• Source: Gordon Armstrong (politician)
    • Herbert Gordon Armstrong (1905 - 1993) was a Canadian politician, who served as mayor of Whitehorse, Yukon from 1950 to 1958.
      Born in Whitewood, Saskatchewan, Armstrong moved to Whitehorse to work as a butcher for the Burns Meat Packing Company.
      He won election in 1950 as Whitehorse's first mayor. When he was first elected mayor, Whitehorse was still a small frontier town with little municipal infrastructure and no city hall; the council rented meeting rooms from various commercial companies until taking over a vacated Canadian Army building. Initially challenged by the city's almost complete lack of any significant tax base to fund municipal services, Armstrong soon oversaw a rapid influx of federal government funding after Whitehorse was named the new capital city of Yukon in 1951.
      In 1954, Armstrong left his job with the Burns Company to launch Yukon Sales, a wholesaler which imported and transported commercial goods not widely available in the territory. In his capacity as mayor, in the same year he launched the most ambitious program of his term, winning a plebiscite on a $10 per month municipal tax to fund the construction of the city's water and sewer systems.
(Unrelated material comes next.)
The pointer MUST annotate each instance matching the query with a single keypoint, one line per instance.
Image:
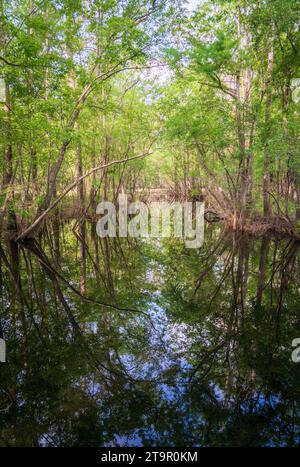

      He stepped down as mayor in 1958, and moved to Vancouver, British Columbia, in 1962. He remained a partner in Yukon Sales, making regular business trips back to Whitehorse. In 1978, he was granted the honorary title of Mayor Emeritus by the incumbent city council.
      He died on April 28, 1993, in Kelowna, British Columbia. The day after his death, statements of tribute were delivered in the Legislative Assembly of Yukon by MLAs Doug Phillips and Tony Penikett.